Y hasta hoy, me la sudaba con una fuerza considerable.
Pero hoy un crío me lo ha puesto delante.
Un niñato con la edad de mis cojones.
Me mira.
Sonríe.
Y empieza el concierto.
Clic.
Clic.
Clic.
Sus dedos no se mueven. VUELAN.
No están resolviendo un puzzle.
Están hablando un idioma que yo no entiendo.
Un parpadeo.
Y ya está.
Cada cara de un puto color.
El orden perfecto.
Y yo, un puto analfabeto.
No me ha mirado con pena.
Peor.
Me ha mirado con la puta normalidad de quien acaba de atarse un zapato.
Y ahí me ha jodido.
No es un truco.
Es un puto lenguaje.
Un sistema.
Una lógica que se me escapa.
Y ese cabrón la tiene en la punta de los dedos.
Que le jodan.
No es por el cubo. Me la suda el puto juguete.
Es por ese segundo.
Por ese puto instante en que un crío con granos en la cara te demuestra que hay un orden que tú no entiendes.

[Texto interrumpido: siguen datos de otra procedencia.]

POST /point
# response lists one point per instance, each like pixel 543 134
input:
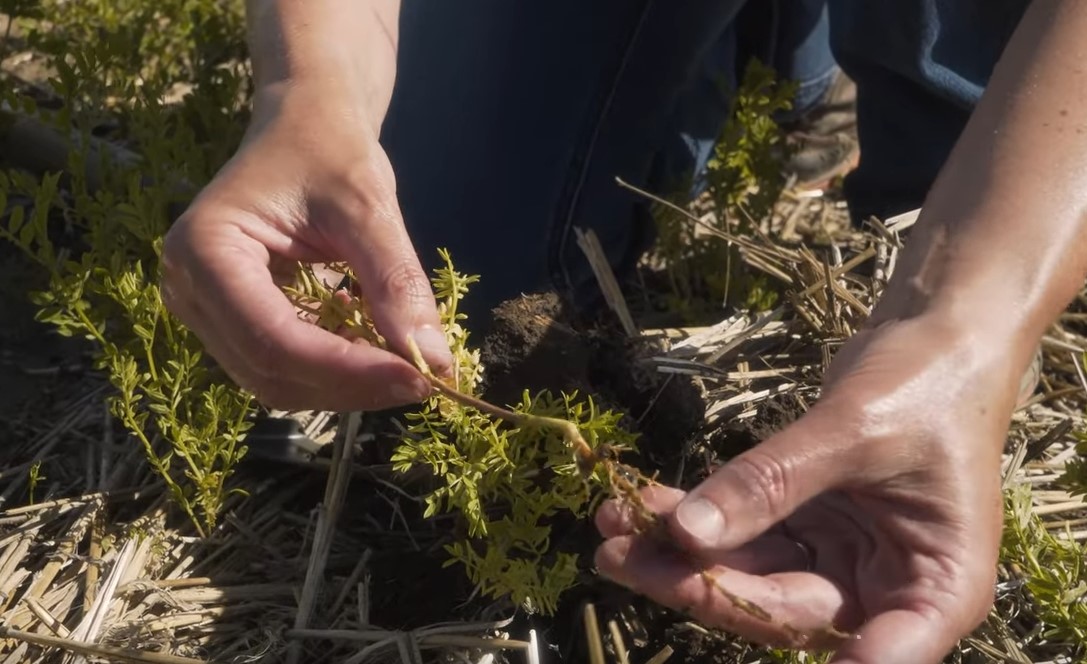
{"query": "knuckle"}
pixel 403 282
pixel 764 479
pixel 367 192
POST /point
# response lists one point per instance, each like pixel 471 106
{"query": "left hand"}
pixel 878 512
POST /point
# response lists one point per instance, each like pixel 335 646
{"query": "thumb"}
pixel 390 276
pixel 752 492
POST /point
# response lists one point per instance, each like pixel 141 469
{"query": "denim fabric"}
pixel 920 67
pixel 511 121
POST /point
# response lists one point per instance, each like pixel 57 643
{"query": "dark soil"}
pixel 534 342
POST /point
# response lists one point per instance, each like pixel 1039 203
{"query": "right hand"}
pixel 310 183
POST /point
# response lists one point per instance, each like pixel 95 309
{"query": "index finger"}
pixel 295 363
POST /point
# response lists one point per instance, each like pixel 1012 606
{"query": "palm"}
pixel 877 513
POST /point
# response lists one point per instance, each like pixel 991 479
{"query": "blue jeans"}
pixel 511 121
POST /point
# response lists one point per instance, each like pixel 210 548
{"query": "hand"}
pixel 312 184
pixel 889 484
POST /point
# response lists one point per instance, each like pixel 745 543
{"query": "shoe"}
pixel 823 141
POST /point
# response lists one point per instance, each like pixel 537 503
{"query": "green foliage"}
pixel 98 237
pixel 35 477
pixel 1053 568
pixel 745 179
pixel 507 483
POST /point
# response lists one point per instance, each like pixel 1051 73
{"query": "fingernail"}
pixel 701 520
pixel 435 348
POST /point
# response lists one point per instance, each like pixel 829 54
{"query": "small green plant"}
pixel 507 473
pixel 744 179
pixel 1053 569
pixel 96 232
pixel 35 477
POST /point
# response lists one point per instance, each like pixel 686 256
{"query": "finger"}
pixel 374 239
pixel 901 637
pixel 291 364
pixel 761 487
pixel 773 610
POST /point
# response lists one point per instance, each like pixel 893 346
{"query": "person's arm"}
pixel 340 48
pixel 1001 243
pixel 310 183
pixel 890 484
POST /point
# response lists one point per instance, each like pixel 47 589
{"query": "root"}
pixel 624 485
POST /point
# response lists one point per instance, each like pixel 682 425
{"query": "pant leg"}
pixel 791 36
pixel 510 122
pixel 920 67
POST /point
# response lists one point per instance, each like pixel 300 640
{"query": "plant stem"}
pixel 569 429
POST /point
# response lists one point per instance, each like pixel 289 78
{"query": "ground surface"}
pixel 92 554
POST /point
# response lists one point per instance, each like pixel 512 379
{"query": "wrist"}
pixel 324 53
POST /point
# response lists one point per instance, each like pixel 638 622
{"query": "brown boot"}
pixel 823 141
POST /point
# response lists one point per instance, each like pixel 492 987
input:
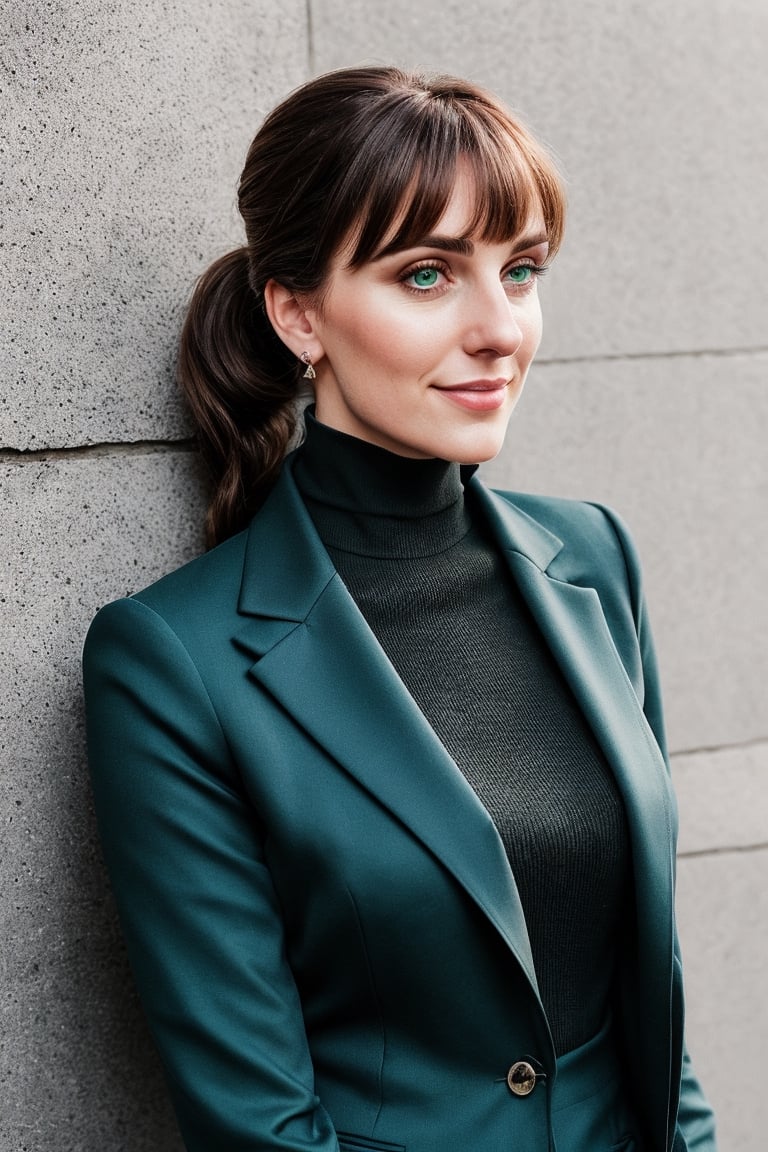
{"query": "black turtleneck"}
pixel 441 601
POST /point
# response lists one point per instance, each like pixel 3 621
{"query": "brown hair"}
pixel 348 157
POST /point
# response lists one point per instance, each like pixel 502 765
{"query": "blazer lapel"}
pixel 573 624
pixel 318 657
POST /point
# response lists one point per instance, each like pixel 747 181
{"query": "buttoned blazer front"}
pixel 320 916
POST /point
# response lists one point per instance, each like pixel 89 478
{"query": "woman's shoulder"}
pixel 203 589
pixel 594 548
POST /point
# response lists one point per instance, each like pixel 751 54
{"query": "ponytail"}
pixel 240 381
pixel 350 161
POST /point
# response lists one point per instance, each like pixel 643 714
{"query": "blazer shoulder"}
pixel 204 589
pixel 593 535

Y eso no se puede consentir.
Voy a reventar ese puto código.
Voy a aprender a hablar ese idioma de mierda.
Aunque sea lo último que haga.

Miguel, el cubo de Rubik tiene una habilidad extraordinaria: convertir a un adulto razonablemente funcional en un mono desconcertado delante de seis colores. Y lo peor no es no saber hacerlo. Lo peor es ver a un crío resolverlo con la misma naturalidad con la que tú buscas las llaves en el bolsillo.

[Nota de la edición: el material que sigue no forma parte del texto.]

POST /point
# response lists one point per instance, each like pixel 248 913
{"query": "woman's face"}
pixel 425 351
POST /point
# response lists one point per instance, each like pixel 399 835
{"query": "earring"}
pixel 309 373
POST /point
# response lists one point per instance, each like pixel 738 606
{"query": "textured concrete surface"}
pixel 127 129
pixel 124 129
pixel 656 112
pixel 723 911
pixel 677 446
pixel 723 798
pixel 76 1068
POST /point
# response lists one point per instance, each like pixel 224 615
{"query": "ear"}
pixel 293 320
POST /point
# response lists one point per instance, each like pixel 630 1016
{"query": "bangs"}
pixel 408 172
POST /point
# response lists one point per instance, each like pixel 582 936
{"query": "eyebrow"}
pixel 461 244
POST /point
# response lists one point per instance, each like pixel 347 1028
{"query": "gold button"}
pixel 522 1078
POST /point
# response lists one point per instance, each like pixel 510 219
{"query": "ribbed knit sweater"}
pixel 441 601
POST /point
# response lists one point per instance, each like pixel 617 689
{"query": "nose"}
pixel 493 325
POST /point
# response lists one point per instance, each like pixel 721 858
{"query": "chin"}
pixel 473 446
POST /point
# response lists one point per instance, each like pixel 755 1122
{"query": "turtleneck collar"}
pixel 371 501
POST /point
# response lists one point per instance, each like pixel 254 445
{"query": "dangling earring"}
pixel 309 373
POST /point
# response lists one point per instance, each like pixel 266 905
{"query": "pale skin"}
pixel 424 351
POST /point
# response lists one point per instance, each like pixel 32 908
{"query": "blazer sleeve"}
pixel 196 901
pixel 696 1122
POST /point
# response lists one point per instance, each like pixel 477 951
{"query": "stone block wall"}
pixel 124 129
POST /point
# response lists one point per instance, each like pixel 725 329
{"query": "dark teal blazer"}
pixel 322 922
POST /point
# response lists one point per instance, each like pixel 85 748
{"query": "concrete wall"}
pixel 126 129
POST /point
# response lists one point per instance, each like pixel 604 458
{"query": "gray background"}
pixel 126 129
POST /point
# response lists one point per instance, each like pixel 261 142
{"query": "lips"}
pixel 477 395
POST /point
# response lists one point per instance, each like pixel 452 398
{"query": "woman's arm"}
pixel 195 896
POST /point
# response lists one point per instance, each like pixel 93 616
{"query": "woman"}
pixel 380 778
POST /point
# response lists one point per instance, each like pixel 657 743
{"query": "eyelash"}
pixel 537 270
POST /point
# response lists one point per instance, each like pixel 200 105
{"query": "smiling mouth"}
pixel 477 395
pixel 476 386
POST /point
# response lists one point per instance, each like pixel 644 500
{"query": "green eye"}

Ese “clic, clic, clic” no era un juguete: era una humillación con sonido envolvente. El chaval no necesitó presumir ni explicarte nada. Le bastó con terminarlo, mirarte como quien acaba de cerrar una cremallera y devolverte el cubo con tu dignidad todavía desordenada.
Ahora bien, esto ya no va de aprender algoritmos. Va de orgullo, venganza y supervivencia generacional. Así que adelante: memoriza movimientos, revienta el código…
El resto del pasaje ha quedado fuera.